The London Agreement provides:

"Any monies found to be due to [defendant] or [plaintiff] pursuant to the US Agreement are to be paid by Prestige and/or Decana (as the case may be) and/or by either [defendant] or [plaintiff] (if either of them have received in excess of 50% of the US income) to the Trustee to be held in trust for [plaintiff] and/or [defendant] (as the case may be) pursuant to Clause 15.1 (ii) hereof."

(NYSCEF 13, London Agreement, ¶ 4.3). Clause 15.1 of the London Agreement states in pertinent part the following: "[T]he Trustee will collect from all sources available all monies payable to either [defendant] or [plaintiff] including monies payable to [plaintiff] pursuant to the US Agreement as per clause 4.3 hereof and will place same into a client account in accordance with the provisions of the [Trustee Letter]" (id., ¶ 15.1). The Trustee Letter provides:

"You [the Trustee] shall use all reasonable efforts to procure collection from all sources available of all monies payable to either [defendant] or [plaintiff] pursuant to the US Agreement and the London Agreement and will place same into a client account (the "Trust Account") which shall be maintained for the purpose, on the terms and subject to the conditions of this Agreement and the London Agreement. The Trust Account and funds therein shall not be encumbered or subject to lien or attachment by any party or any creditor of any party hereto and shall be used solely for the purposes set forth in the London Agreement."

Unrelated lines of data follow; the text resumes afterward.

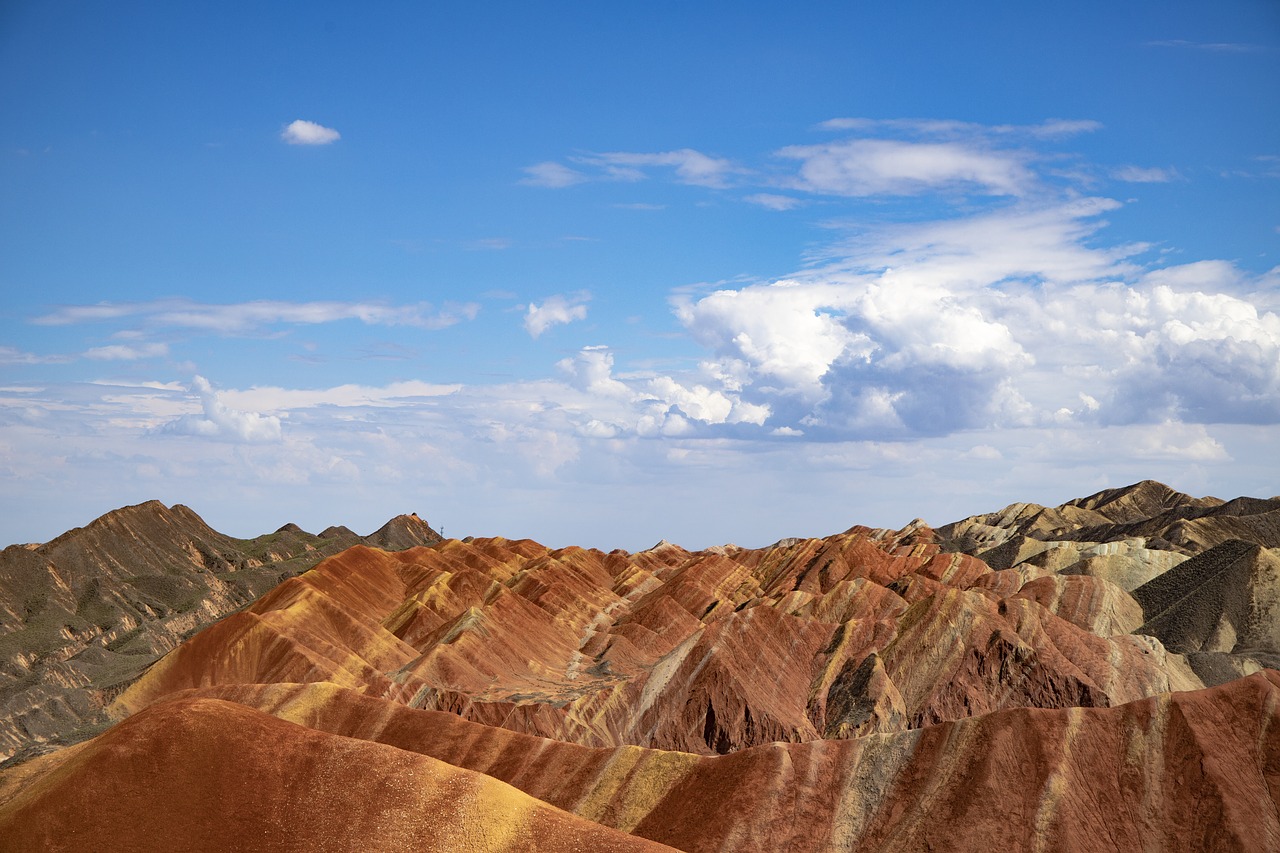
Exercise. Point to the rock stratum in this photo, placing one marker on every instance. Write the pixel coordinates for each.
(83, 615)
(1089, 676)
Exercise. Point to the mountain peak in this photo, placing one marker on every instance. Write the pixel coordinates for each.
(403, 532)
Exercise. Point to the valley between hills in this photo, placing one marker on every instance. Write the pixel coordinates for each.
(1095, 675)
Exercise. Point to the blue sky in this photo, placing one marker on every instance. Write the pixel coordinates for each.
(603, 273)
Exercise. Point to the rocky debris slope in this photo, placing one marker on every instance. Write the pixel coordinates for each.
(83, 615)
(1178, 771)
(1004, 680)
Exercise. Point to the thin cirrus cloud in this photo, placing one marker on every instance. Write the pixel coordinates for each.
(903, 168)
(554, 310)
(1215, 46)
(242, 318)
(301, 132)
(1144, 174)
(552, 174)
(951, 128)
(689, 165)
(127, 352)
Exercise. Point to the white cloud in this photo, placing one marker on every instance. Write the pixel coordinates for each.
(124, 352)
(951, 128)
(691, 167)
(773, 201)
(490, 243)
(279, 400)
(552, 174)
(12, 355)
(999, 320)
(240, 318)
(554, 310)
(1144, 174)
(1178, 441)
(1215, 46)
(219, 420)
(301, 132)
(892, 167)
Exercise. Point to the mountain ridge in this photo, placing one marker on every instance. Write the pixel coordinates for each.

(NYSCEF 15, Trustee Letter, ¶ 12). These provisions clearly require the Trustee to collect any monies owed pursuant to the US Agreement and use reasonable efforts to procure collection. This raises the issue of whether plaintiff has standing to bring this enforcement action or whether payment must be enforced by the Trustee, who is designated to collect such payment.

Plaintiff argues that she is not seeking to enforce a right that belongs to a trust, but rather, a promise that was made to her to deliver funds to the Trustee to be held in trust for her. Plaintiff asserts that she alone has the right to enforce this promise defendant made when they entered into the US Agreement. This argument is rejected. The US Agreement clearly provides that any Party Distributions shall be paid to thé Trustee by the party owing the money and that those Party Distributions shall be distributed pursuant to the terms of the London Agreement (NYSCEF 14, US Agreement, ¶ 11. This is the procedure to be followed. The Trustee gets the funds and puts the funds into a Trust. If the procedure is not followed, the trustee is required to "use all reasonable efforts to procure collection" (NYSCEF 15, Trustee Letter, ¶ 12). Pursuant to the London Agreement and the Trustee Letter, the Party Distributions are owed to the Trust, and it is up to the Trustee to enforce this pursuant to the procedures both parties agreed to. Plaintiff has standing to sue the Trustee to enforce these procedures, not defendant. Thus, the complaint is dismissed for lack of standing.
Accordingly, it is hereby

ORDERED that defendant’s motion to dismiss is granted with costs and disbursements to defendant as taxed by the Clerk; and it is further

ORDERED that the Clerk is directed to enter judgment accordingly.